Official Gene Set v1.0 published (March 2017)
The manual annotation paper describes the workflow for the curation of genes and specific gene families in developmental, physiological, RNAi regulatory, and immunity-related pathways in this gene set. This community effort produced 530 manually curated gene models across developmental, physiological, RNAi regulatory, and immunity-related pathways. As previously shown in the pea aphid, RNAi machinery genes putatively involved in the microRNA pathway have been specifically duplicated. The comprehensive MCOT transcriptome enabled us to identify a number of gene families that are either missing or misassembled in the draft genome. In order to develop biocuration as a training experience, we included undergraduate and graduate students from multiple institutions, as well as experienced annotators from the insect genomics research community. The resulting gene set (OGS v1.0) combines both automatically predicted and manually curated gene models. Please see the supplementary notes and annotation updates for individual gene reports and protein sequences.
There are many training resources available. Monica Munoz-Torres has put together a comprehensive guide on the manual curation process. A recent version of her training slides can be found here. Monica Poelchau at NAL created a tutorial for the new BLAST interface.
- The genome page for Diaphorina citri is available here.
- The organism page for Diaphorina citri at i5k is available here.

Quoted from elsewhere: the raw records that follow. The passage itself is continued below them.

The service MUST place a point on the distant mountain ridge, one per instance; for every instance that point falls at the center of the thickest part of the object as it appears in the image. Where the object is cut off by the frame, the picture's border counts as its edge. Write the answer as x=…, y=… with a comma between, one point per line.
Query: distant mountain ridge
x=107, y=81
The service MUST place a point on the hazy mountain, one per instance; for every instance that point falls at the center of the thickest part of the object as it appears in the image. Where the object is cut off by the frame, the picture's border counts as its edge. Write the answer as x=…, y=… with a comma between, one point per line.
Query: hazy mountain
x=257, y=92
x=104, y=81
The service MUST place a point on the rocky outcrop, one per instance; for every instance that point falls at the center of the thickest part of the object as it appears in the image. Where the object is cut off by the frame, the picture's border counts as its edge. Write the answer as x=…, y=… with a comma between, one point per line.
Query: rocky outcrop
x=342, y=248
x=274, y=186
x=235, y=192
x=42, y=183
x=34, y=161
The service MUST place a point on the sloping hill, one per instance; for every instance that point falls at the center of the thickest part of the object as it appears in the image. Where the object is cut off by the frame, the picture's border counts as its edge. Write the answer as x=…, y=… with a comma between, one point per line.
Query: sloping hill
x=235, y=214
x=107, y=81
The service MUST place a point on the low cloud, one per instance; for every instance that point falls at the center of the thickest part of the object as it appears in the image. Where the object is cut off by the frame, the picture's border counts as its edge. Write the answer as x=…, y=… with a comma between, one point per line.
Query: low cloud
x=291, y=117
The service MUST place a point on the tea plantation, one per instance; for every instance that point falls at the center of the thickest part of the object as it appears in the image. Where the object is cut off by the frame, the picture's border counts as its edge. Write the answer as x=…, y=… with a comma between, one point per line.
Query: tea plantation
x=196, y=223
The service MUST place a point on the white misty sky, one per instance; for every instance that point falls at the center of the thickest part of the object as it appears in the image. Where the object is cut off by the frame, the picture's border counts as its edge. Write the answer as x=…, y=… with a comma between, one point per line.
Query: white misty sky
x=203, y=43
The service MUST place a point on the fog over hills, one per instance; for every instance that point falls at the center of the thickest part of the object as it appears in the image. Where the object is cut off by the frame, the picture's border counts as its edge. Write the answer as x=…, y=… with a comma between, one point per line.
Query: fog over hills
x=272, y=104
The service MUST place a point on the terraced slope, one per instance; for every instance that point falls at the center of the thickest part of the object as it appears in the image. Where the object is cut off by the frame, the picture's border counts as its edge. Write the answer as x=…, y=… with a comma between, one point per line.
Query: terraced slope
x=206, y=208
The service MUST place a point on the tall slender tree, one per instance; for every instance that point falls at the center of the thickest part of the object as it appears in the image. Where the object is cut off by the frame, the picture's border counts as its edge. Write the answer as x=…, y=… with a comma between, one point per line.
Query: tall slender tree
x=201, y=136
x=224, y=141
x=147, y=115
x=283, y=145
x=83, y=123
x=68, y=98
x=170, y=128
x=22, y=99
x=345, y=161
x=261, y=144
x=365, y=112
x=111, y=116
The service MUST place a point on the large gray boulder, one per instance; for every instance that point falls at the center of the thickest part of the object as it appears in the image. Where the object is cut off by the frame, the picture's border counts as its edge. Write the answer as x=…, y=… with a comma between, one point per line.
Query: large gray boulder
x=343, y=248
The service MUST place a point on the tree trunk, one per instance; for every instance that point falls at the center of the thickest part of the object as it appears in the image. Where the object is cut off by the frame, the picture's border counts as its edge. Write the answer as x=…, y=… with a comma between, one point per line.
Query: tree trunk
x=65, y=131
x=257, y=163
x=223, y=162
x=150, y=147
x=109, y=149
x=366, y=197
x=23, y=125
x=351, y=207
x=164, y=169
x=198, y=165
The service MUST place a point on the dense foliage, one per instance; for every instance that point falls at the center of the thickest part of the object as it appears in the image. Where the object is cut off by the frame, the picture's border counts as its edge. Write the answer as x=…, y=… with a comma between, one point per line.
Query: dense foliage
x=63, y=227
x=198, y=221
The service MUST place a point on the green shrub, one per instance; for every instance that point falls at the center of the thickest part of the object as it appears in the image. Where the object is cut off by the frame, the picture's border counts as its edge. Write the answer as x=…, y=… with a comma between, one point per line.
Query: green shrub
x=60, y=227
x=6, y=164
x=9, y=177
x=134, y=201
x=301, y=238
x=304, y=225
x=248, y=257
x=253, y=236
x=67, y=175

- New annotators can register to annotate here.
- The data files for annotation are available on the FTP site.
We are using annotation rules adapted from the i5k pilot. The annotators will use the replaced models field to state what model they are replacing with each annotation. Monica Poelchau at the NAL created the following guide to explain the rationale and details of this process.
The Diaphorina citri data that National Agricultural Library hosts can be downloaded from here. The Maker annotations re-mapped to the NCBI-diaci1.1 assembly are available here.